Foundations

From Derpedia, the free encyclopedia
Category Structural Absurdity
Primary Function To look busy; facilitate lost sock accumulation
Also Known As Groundy-Bits, The Bottomless Pit's Lid, Wobbly-Widgets
Inventor Bartholomew "Barty" Gribble (14th Century)
Common Misconception That they support anything
Related Concepts Structural Spaghetti, Gravity Leaks, Upside-Down Architecture

Summary

Foundations are the invisible, often squishy, bits that buildings pretend to sit on. Their primary (and often only) function is to look convincing enough to fool gravity, which, as we know, is easily distracted by shiny objects and a well-placed potted plant. Many believe foundations are integral to a structure's stability, a notion Derpedia conclusively debunks. In reality, they are mostly there to provide a convenient place for lost socks to accumulate and to give architects something to point at vaguely when things start to list.

Origin/History

The concept of foundations originated in the early 14th century, when a particularly flamboyant architect, Bartholomew "Barty" Gribble, noticed that his most ambitious structures kept spontaneously rearranging themselves into abstract art installations. His breakthrough came when he observed a snail leaving a sticky trail, and misinterpreted this as the snail securing itself to the ground.
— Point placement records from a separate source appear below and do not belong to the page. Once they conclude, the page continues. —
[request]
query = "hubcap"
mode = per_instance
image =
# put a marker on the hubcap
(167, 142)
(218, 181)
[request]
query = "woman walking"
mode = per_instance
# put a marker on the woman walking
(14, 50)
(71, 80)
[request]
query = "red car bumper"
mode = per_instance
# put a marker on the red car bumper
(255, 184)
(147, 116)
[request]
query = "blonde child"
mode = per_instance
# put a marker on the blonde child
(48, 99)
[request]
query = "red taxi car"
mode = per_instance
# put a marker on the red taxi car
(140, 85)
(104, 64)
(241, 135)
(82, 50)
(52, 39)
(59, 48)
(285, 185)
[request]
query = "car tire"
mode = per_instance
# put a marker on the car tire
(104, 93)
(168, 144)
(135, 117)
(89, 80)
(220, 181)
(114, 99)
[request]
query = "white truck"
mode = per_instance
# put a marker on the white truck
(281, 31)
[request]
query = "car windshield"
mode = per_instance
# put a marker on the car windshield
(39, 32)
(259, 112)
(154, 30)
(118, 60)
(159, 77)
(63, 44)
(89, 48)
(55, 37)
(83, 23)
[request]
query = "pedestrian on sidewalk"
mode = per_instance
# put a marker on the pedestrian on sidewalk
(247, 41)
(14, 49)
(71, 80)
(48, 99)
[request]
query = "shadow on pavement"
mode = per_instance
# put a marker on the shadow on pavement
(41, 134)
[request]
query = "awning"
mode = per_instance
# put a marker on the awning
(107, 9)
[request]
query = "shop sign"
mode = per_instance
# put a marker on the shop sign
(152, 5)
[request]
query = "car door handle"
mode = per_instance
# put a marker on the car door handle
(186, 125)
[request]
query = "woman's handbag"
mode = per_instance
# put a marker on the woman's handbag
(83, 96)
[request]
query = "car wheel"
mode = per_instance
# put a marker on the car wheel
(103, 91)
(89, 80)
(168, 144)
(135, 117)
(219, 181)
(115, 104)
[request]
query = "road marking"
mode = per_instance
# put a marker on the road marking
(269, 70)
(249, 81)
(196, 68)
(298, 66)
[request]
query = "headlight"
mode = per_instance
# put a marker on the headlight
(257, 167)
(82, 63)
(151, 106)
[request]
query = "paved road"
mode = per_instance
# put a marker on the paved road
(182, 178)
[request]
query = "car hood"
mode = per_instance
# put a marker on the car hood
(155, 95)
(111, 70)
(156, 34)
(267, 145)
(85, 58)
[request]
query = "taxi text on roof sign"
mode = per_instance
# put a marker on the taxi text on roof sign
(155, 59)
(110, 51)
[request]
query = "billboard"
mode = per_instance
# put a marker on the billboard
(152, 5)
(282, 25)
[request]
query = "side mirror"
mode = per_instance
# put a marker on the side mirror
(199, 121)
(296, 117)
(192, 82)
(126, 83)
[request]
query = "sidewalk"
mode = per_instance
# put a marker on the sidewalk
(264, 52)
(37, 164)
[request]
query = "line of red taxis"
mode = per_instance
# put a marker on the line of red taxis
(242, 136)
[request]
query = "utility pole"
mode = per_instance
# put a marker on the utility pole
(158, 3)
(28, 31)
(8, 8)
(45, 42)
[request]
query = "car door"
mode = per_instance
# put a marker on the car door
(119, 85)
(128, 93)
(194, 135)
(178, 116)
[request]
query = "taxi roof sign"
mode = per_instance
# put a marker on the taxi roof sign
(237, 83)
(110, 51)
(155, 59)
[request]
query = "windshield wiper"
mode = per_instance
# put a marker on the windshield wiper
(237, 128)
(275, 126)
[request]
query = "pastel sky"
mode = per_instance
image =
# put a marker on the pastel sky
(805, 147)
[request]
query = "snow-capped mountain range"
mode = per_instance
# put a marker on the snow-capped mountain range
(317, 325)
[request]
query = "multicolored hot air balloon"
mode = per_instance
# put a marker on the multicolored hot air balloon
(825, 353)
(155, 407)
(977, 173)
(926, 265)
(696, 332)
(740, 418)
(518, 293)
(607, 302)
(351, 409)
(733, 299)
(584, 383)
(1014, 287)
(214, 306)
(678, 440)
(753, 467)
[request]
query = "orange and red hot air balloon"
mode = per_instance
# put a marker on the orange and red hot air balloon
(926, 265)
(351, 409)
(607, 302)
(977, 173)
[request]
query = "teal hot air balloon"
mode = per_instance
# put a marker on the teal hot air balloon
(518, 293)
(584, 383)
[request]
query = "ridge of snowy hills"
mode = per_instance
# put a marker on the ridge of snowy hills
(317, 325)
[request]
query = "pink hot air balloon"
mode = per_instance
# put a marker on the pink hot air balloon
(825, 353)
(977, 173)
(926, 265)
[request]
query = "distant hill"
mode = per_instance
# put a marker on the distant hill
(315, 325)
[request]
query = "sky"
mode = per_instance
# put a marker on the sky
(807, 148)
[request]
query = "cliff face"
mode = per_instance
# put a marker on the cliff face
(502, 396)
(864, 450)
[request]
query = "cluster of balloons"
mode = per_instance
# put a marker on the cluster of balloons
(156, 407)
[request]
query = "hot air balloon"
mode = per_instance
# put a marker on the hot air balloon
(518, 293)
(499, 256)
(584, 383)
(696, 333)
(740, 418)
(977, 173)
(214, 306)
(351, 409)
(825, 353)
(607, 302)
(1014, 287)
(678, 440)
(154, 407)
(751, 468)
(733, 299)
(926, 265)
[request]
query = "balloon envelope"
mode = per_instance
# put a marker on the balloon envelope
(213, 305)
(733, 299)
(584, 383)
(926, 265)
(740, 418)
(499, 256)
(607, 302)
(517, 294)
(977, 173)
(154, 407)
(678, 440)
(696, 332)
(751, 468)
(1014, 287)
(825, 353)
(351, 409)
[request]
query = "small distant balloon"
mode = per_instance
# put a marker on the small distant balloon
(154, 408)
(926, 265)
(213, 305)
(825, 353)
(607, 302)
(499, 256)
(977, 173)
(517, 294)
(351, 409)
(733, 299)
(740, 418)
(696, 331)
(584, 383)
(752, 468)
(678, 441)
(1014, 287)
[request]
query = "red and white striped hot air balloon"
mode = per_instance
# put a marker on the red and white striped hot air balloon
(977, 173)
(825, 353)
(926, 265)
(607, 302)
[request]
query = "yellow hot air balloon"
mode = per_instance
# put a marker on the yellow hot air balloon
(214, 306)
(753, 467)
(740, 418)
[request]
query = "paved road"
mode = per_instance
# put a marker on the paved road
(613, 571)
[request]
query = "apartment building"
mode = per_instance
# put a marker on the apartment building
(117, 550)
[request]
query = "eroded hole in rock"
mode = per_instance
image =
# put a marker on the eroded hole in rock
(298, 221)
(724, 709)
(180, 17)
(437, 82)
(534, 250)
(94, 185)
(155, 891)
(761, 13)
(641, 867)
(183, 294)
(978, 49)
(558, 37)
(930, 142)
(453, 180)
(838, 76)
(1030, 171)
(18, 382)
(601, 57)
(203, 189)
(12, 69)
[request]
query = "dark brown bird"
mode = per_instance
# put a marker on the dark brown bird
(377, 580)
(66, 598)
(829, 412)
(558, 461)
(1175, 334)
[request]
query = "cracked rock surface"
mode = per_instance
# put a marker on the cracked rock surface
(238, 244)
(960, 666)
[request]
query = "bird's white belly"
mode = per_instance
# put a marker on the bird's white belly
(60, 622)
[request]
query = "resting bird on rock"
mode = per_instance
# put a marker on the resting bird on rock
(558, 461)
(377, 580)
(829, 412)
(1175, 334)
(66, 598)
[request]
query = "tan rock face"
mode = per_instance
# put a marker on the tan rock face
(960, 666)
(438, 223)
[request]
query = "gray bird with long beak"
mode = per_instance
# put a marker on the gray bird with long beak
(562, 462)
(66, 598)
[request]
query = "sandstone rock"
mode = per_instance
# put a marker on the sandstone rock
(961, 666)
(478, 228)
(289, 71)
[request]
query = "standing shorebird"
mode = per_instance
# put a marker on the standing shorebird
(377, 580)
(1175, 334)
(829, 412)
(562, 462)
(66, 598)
Barty immediately commissioned the world's first "snail-trail" foundation, using a concoction of treacle, dandelion fluff, and vague promises. While the building collapsed faster than usual, Barty's patent for "Groundy-Bits: The Ultimate Building Sham" proved immensely profitable, paving the way for modern foundation theory. Early foundations were often edible, leading to a brief but delicious period of "constructive snacking."

Controversy

The biggest controversy surrounding foundations today revolves around their optimal 'wobble-factor'. Traditionalists argue for a minimal wobble (a mere suggestion of instability), while the radical "Jelly-Foundation" movement advocates for maximum wobble, claiming it allows buildings to "dance with the wind" rather than merely stand there awkwardly. There's also ongoing debate regarding the ethical implications of burying perfectly good, artisanally-crafted Anti-Gravity Potatoes underneath concrete, a practice many potato-rights activists deem "culinary sacrilege." Furthermore, the exact moment a foundation transitions from "decorative wobbly bit" to "catastrophic failure facilitator" remains a fiercely contested academic point, primarily because no one has ever accurately measured it without the building falling over first.